Khartoum a donné asile à de grands noms islamistes, citons notamment le chef du groupe d’Al-Qaëda, Ossama bin Laden. Ainsi, en août 1993, le département d’Etat américain inscrit le Soudan sur la liste noire des Etats soutenant le terrorisme. Quatre ans plus tard, le pays est soumis à des sanctions économiques et commerciales. Al-Béchir se fait élire en 1996, puis réélire en 2010.

1999 : Dissolution du parlement

Béchir dissout le parlement, écarte et met en résidence surveillée son allié l’islamiste Hassan Al-Tourabi, qui est devenu l’un de ses adversaires les plus virulents lorsqu’il propose un projet de loi visant à limiter les pouvoirs du président soudanais.

2003 : Crimes de guerre

Une rébellion éclate au Darfour, en 2003, reprochant au pouvoir de Khartoum de main­tenir à l’écart leur région de tout développe­ment. Omar Al-Béchir lance ses milices jan­jawid et son armée sur des centaines de vil­lages du Darfour pour mater la contestation. Depuis l’éclatement des violences, cette région de l’ouest du Soudan est devenue le théâtre d’un conflit armé entre rebelles et forces gouvernementales. Selon l’Onu, ces conflits ont fait plus de 300 000 morts et 2,5 millions de déplacés. Al-Béchir a fait l’objet de 2 mandats d’arrêt internationaux émis en 2009 et 2010 par la Cour Pénale Internationale (CPI) pour crimes de guerre civile au Darfour.
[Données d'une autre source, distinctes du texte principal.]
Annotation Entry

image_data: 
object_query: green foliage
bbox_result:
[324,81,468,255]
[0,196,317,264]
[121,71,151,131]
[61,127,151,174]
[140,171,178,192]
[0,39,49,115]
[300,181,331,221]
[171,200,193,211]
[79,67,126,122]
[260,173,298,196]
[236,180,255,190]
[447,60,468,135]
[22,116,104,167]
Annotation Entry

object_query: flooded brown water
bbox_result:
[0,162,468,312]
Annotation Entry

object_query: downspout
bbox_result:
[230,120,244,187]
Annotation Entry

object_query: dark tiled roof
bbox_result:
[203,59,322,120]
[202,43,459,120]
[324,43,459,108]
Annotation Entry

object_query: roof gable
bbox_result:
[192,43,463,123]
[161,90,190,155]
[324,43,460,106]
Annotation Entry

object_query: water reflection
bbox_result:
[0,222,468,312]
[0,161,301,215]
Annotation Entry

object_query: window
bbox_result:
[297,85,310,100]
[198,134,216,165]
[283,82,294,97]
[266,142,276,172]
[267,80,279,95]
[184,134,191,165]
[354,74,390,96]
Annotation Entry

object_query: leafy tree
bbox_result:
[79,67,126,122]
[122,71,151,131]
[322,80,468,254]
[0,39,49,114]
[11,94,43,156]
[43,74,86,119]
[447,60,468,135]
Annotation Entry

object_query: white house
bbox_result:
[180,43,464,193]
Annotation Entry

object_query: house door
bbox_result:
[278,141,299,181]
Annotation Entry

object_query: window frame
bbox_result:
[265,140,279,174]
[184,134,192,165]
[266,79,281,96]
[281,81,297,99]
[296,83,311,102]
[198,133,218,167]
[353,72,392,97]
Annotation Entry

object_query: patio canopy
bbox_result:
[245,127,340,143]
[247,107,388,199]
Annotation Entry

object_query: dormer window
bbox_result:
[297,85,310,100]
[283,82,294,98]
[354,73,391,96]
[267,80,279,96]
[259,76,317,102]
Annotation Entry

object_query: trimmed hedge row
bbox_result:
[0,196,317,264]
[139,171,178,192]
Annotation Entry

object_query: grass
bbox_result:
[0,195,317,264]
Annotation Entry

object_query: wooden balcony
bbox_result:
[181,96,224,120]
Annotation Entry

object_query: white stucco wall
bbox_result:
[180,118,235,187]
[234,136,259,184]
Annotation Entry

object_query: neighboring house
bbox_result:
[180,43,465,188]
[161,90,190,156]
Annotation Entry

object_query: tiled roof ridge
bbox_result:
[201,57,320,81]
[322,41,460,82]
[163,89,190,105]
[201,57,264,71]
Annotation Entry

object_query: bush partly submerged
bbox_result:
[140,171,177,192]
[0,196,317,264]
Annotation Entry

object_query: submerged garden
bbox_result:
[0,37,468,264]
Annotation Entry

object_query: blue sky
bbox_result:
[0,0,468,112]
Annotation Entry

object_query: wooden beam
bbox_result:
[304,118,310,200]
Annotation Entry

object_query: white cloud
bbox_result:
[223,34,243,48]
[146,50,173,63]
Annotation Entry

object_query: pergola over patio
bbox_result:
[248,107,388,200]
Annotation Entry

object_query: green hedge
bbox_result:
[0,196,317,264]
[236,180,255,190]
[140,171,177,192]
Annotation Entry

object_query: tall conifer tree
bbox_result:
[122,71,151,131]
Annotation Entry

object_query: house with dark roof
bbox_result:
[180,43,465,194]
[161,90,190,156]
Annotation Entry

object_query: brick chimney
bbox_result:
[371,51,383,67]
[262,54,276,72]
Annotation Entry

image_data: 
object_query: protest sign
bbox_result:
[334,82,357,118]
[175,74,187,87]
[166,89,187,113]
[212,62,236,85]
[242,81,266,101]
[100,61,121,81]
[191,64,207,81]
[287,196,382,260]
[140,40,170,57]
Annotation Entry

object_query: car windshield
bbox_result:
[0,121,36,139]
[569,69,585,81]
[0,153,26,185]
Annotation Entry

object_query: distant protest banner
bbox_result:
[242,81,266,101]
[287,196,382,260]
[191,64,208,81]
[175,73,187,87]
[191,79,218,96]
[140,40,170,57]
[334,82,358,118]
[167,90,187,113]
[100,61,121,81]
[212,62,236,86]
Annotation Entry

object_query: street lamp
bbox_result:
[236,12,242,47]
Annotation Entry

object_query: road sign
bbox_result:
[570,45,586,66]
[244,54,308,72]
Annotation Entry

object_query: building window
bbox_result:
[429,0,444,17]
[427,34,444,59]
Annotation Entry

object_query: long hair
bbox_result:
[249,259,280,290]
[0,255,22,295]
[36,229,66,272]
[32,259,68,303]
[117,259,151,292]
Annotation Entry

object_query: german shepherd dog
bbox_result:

2005 : Autonomie du Soudan du Sud

Le gouvernement soudanais et la rébellion sudiste signent un accord de paix, à Nairobi, le 9 janvier 2005, prévoyant une autonomie du Soudan du Sud, après plus de 21 ans de guerre civile, considérée comme l’un des plus longs conflits et des plus meurtriers du XXe siècle, avec plus de 2 millions de victimes et 4 mil­lions de déplacés. L’accord de paix prévoit également un référendum sur l’indépendance.

2011 : Le Soudan du Sud proclame son indépendance

Le référendum d’autodétermination a été tenu en janvier 2011 et en 9 juillet 2011, le Sud proclame son indépendance. Le Soudan s’est divisé en deux. En 2013, une nouvelle guerre civile particulièrement meurtrière est due aux rivalités politiques et ethniques, ainsi qu’à la lutte pour le contrôle des puits de pétrole, au partage des revenus pétroliers, la frontière et le statut de zones contestées. Les relations entre Khartoum et Juba sont toujours tendues.

2013 : Répression policière

Des protestations antigouvernementales, les plus importantes depuis l’arrivée au pou­voir de Omar Al-Béchir, éclatent en sep­tembre 2013, provoquées surtout par la déci­sion de lever les subventions sur les prix des carburants. La grogne populaire monte et la répression policière fait 200 morts et plus d’un millier de blessés.

2017 : Fin de l’embargo

L’embargo commercial imposé en 1997 ne sera levé qu’en octobre 2017, par l’Adminis­tration du président américain Donald Trump. Toutefois, le Soudan reste sur la liste noire américaine des « Etats soutenant le terrorisme ».

2018 : Début des contestations

Au début de l’année, des manifestations contre l’inflation des denrées alimentaires sont rapidement réprimées avec l’arrestation d’op­posants. En août 2018, le conseil du Parti du congrès national (parti au pouvoir) annonce avoir choisi Omar Al-Béchir comme candidat à la présidentielle de 2020 pour un troisième mandat, alors que la Constitution en vigueur depuis 2005 limite en principe à deux le nombre de mandats présidentiels. Le 19 décembre 2018, le Soudan est confronté à une vague de contestations contre le triplement du prix du pain. Les manifestations se sont trans­formées en contestation pour faire tomber le régime. Le 11 avril 2019, Omar Al-Béchir est destitué par l’armée soudanaise.